Lispeth
Look, you have cast out Love! What Gods are these
You bid me please?
The Three in One, the One in Three? Not so!
To my own Gods I go.
It may be they shall give me greater ease
Than your cold Christ and tangled Trinities.
The Convert.
She was the daughter of Sonoo, a Hill-man, and Jadeh his wife. One
year their maize failed, and two bears spent the night in their
only poppy-field just above the Sutlej Valley on the Kotgarth side;
so, next season, they turned Christian, and brought their baby to
the Mission to be baptized. The Kotgarth Chaplain christened her
Elizabeth, and "Lispeth" is the Hill or pahari pronunciation.
Later, cholera came into the Kotgarth Valley and carried off Sonoo
and Jadeh, and Lispeth became half-servant, half-companion to the
wife of the then Chaplain of Kotgarth. This was after the reign of
the Moravian missionaries, but before Kotgarth had quite forgotten
her title of "Mistress of the Northern Hills."

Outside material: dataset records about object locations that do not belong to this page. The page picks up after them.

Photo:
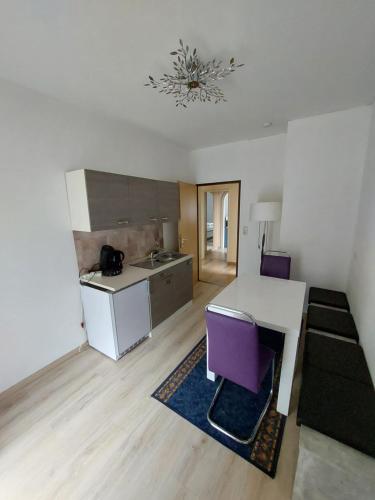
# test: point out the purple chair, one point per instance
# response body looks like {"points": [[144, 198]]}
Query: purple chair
{"points": [[234, 352], [275, 264]]}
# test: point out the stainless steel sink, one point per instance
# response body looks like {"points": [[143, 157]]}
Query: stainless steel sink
{"points": [[159, 260]]}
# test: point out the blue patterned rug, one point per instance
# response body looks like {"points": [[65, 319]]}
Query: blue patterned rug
{"points": [[188, 392]]}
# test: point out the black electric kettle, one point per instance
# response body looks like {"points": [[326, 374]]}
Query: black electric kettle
{"points": [[111, 261]]}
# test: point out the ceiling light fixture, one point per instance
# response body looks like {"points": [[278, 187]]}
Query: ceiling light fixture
{"points": [[193, 79]]}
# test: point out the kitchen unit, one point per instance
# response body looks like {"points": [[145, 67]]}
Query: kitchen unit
{"points": [[120, 311], [170, 290], [115, 322], [102, 200]]}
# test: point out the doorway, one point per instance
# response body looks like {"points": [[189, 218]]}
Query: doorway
{"points": [[218, 224]]}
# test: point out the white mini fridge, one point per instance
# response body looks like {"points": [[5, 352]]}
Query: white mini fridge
{"points": [[116, 322]]}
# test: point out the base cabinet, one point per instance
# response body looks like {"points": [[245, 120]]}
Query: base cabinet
{"points": [[116, 321], [170, 290]]}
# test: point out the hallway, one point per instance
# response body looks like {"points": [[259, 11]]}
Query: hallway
{"points": [[215, 268]]}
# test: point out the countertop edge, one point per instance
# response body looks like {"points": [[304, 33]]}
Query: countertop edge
{"points": [[103, 283]]}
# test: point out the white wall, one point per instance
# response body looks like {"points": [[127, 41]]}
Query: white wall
{"points": [[325, 158], [259, 164], [361, 288], [40, 139]]}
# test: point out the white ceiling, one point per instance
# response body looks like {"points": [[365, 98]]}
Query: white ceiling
{"points": [[302, 57]]}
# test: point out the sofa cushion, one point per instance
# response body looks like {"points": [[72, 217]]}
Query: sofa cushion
{"points": [[332, 321], [337, 357], [330, 298], [342, 409]]}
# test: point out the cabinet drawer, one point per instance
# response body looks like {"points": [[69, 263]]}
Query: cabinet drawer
{"points": [[161, 297], [170, 290]]}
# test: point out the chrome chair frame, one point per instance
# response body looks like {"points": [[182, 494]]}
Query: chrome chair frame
{"points": [[233, 313]]}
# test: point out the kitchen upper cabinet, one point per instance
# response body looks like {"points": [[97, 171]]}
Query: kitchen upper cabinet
{"points": [[144, 200], [108, 199], [98, 200], [168, 201], [102, 200]]}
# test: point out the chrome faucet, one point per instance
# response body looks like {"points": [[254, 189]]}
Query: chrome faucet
{"points": [[154, 253]]}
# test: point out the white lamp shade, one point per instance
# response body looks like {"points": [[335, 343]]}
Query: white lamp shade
{"points": [[266, 211]]}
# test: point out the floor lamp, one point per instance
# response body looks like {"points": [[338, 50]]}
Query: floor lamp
{"points": [[265, 212]]}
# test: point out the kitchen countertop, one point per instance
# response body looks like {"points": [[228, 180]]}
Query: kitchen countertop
{"points": [[129, 276]]}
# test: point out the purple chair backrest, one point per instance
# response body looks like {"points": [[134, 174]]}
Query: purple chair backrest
{"points": [[276, 266], [233, 349]]}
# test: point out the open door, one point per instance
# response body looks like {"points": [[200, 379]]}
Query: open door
{"points": [[188, 230]]}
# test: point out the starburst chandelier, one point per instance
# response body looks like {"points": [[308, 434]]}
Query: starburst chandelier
{"points": [[193, 79]]}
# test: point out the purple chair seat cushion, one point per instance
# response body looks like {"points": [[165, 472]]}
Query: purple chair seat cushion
{"points": [[275, 266], [234, 351]]}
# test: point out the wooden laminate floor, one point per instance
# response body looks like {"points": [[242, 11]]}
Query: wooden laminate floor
{"points": [[86, 428], [215, 268]]}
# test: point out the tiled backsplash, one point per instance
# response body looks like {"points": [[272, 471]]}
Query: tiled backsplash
{"points": [[135, 242]]}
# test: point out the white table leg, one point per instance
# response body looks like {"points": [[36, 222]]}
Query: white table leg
{"points": [[210, 375], [287, 371]]}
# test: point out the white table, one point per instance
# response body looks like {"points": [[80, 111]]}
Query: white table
{"points": [[276, 304]]}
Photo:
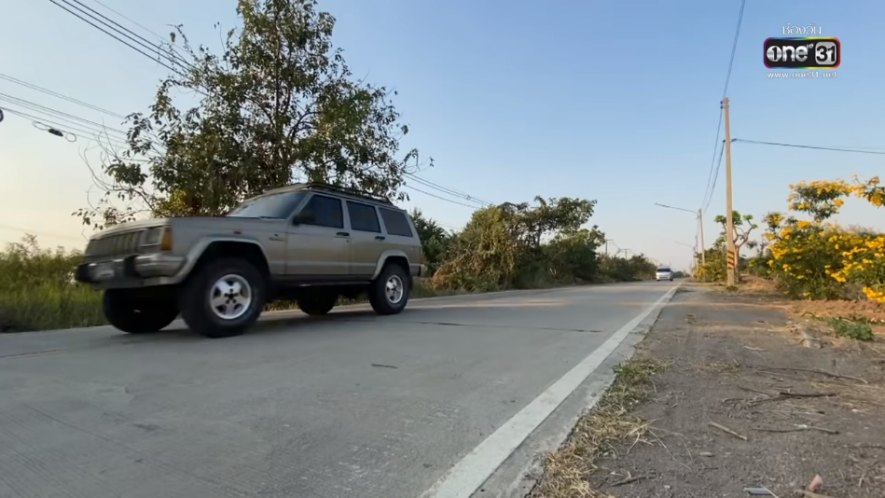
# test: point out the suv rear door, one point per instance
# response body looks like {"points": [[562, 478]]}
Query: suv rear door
{"points": [[367, 241], [318, 243], [399, 234]]}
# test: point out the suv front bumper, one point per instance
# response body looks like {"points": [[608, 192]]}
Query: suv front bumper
{"points": [[131, 271]]}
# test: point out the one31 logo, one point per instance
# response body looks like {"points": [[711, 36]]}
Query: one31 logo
{"points": [[802, 53]]}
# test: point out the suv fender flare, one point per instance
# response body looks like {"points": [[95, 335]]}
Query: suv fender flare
{"points": [[196, 252], [388, 254]]}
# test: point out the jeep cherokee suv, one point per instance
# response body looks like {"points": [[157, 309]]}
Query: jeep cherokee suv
{"points": [[307, 242]]}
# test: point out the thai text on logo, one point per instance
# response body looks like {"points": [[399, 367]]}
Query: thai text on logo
{"points": [[802, 53]]}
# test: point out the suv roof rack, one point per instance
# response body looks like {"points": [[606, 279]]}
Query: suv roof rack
{"points": [[345, 190]]}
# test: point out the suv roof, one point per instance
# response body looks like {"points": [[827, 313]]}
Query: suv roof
{"points": [[331, 189]]}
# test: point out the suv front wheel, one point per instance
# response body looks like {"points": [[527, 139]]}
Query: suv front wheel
{"points": [[137, 312], [223, 298], [389, 292]]}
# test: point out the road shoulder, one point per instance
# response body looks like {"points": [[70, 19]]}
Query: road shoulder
{"points": [[740, 403]]}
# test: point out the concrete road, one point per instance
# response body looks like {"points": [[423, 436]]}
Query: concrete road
{"points": [[348, 405]]}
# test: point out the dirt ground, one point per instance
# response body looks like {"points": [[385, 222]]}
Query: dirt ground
{"points": [[748, 401]]}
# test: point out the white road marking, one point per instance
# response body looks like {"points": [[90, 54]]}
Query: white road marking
{"points": [[476, 467]]}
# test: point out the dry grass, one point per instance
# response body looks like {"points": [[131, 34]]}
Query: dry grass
{"points": [[566, 471]]}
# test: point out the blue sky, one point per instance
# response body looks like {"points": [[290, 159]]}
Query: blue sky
{"points": [[610, 100]]}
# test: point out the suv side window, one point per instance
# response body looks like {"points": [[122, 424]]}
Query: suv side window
{"points": [[322, 211], [396, 222], [363, 217]]}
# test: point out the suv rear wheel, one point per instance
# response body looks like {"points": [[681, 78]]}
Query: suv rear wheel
{"points": [[136, 312], [317, 302], [224, 298], [389, 292]]}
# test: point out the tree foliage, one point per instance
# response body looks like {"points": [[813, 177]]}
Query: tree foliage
{"points": [[818, 259], [523, 245], [435, 240], [277, 104]]}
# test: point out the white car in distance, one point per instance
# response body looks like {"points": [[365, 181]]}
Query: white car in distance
{"points": [[664, 273]]}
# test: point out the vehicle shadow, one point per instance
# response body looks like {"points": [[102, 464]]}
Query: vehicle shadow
{"points": [[296, 322]]}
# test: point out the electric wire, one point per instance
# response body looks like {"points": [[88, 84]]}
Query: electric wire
{"points": [[72, 100], [124, 42]]}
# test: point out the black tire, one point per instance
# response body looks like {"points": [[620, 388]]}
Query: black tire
{"points": [[379, 297], [196, 297], [317, 302], [136, 312]]}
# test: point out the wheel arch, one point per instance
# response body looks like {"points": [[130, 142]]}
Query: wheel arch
{"points": [[213, 249], [393, 256]]}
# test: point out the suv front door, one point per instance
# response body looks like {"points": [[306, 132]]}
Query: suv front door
{"points": [[367, 241], [318, 244]]}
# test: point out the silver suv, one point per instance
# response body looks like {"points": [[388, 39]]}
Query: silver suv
{"points": [[306, 242]]}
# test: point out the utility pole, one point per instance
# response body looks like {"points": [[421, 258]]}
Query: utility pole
{"points": [[701, 227], [730, 257]]}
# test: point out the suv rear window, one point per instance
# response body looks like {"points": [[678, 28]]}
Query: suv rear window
{"points": [[269, 206], [324, 211], [363, 217], [396, 222]]}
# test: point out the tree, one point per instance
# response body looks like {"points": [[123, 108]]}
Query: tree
{"points": [[504, 246], [743, 227], [278, 104], [435, 240]]}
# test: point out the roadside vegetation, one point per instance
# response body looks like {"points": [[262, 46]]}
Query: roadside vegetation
{"points": [[598, 433], [37, 290], [809, 257], [278, 104]]}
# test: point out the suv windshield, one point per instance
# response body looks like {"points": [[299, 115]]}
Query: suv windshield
{"points": [[268, 206]]}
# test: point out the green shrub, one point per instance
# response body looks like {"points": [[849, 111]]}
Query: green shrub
{"points": [[849, 328], [37, 290]]}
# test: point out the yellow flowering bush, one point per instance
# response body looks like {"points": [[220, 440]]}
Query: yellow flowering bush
{"points": [[819, 260]]}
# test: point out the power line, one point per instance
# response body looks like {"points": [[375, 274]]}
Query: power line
{"points": [[33, 106], [737, 32], [78, 132], [124, 42], [715, 176], [708, 190], [816, 147], [440, 197], [60, 96], [173, 56], [136, 23], [446, 190], [711, 179]]}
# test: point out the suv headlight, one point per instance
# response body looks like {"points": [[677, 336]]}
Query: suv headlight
{"points": [[157, 238]]}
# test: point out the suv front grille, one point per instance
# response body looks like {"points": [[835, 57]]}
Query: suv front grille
{"points": [[113, 245]]}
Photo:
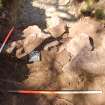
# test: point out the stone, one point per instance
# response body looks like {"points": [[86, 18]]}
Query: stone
{"points": [[63, 57], [57, 27], [77, 43]]}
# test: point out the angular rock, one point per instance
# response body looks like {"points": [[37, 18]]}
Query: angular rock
{"points": [[77, 43], [57, 27]]}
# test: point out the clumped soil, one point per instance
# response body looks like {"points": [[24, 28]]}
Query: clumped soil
{"points": [[70, 57]]}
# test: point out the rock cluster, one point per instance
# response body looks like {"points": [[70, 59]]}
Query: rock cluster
{"points": [[77, 62]]}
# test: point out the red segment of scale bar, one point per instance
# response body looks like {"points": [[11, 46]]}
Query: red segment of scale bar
{"points": [[6, 39]]}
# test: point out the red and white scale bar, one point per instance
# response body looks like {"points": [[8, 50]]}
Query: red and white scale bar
{"points": [[6, 39], [56, 92]]}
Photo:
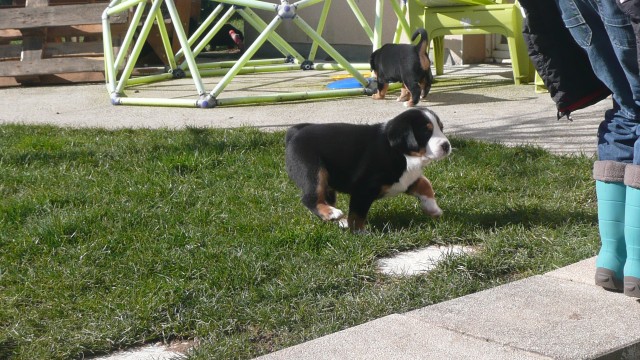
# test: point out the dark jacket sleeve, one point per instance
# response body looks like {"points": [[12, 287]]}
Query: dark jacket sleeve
{"points": [[560, 61]]}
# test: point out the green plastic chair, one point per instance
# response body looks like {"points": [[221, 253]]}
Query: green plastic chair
{"points": [[461, 17]]}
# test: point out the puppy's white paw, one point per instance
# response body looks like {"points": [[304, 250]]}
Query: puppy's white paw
{"points": [[430, 207], [335, 214]]}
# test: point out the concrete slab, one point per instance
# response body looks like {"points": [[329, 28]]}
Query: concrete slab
{"points": [[418, 262], [400, 337], [485, 106], [544, 315], [582, 272]]}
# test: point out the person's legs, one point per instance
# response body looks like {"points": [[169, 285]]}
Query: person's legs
{"points": [[632, 231], [611, 193], [607, 36]]}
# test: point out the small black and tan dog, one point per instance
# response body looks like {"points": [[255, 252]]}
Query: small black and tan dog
{"points": [[405, 63], [368, 162]]}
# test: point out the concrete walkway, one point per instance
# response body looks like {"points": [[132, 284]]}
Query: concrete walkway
{"points": [[558, 315]]}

Whether Christianity improved Lispeth, or whether the gods of her
own people would have done as much for her under any circumstances,
I do not know; but she grew very lovely. When a Hill girl grows
lovely, she is worth traveling fifty miles over bad ground to look
upon. Lispeth had a Greek face--one of those faces people paint so
often, and see so seldom. She was of a pale, ivory color and, for
her race, extremely tall. Also, she possessed eyes that were
wonderful; and, had she not been dressed in the abominable print-
cloths affected by Missions, you would, meeting her on the hill-
side unexpectedly, have thought her the original Diana of the
Romans going out to slay.
Lispeth took to Christianity readily, and did not abandon it when
she reached womanhood, as do some Hill girls. Her own people hated
her because she had, they said, become a memsahib and washed
herself daily; and the Chaplain's wife did not know what to do with
her. Somehow, one cannot ask a stately goddess, five foot ten in
her shoes, to clean plates and dishes. So she played with the
Chaplain's children and took classes in the Sunday School, and read
all the books in the house, and grew more and more beautiful, like
the Princesses in fairy tales. The Chaplain's wife said that the
girl ought to take service in Simla as a nurse or something
"genteel." But Lispeth did not want to take service. She was very
happy where she was.
When travellers--there were not many in those years--came to
Kotgarth, Lispeth used to lock herself into her own room for fear
they might take her away to Simla, or somewhere out into the
unknown world.
One day, a few months after she was seventeen years old, Lispeth
went out for a walk. She did not walk in the manner of English
ladies--a mile and a half out, and a ride back again. She covered
between twenty and thirty miles in her little constitutionals, all
about and about, between Kotgarth and Narkunda. This time she came
back at full dusk, stepping down the breakneck descent into
Kotgarth with something heavy in her arms. The Chaplain's wife was
dozing in the drawing-room when Lispeth came in breathing hard and
very exhausted with her burden. Lispeth put it down on the sofa,
and said simply:
"This is my husband. I found him on the Bagi Road. He has hurt
himself. We will nurse him, and when he is well, your husband
shall marry him to me."
This was the first mention Lispeth had ever made of her matrimonial
views, and the Chaplain's wife shrieked with horror. However, the
man on the sofa needed attention first. He was a young Englishman,
and his head had been cut to the bone by something jagged. Lispeth
said she had found him down the khud, so she had brought him in.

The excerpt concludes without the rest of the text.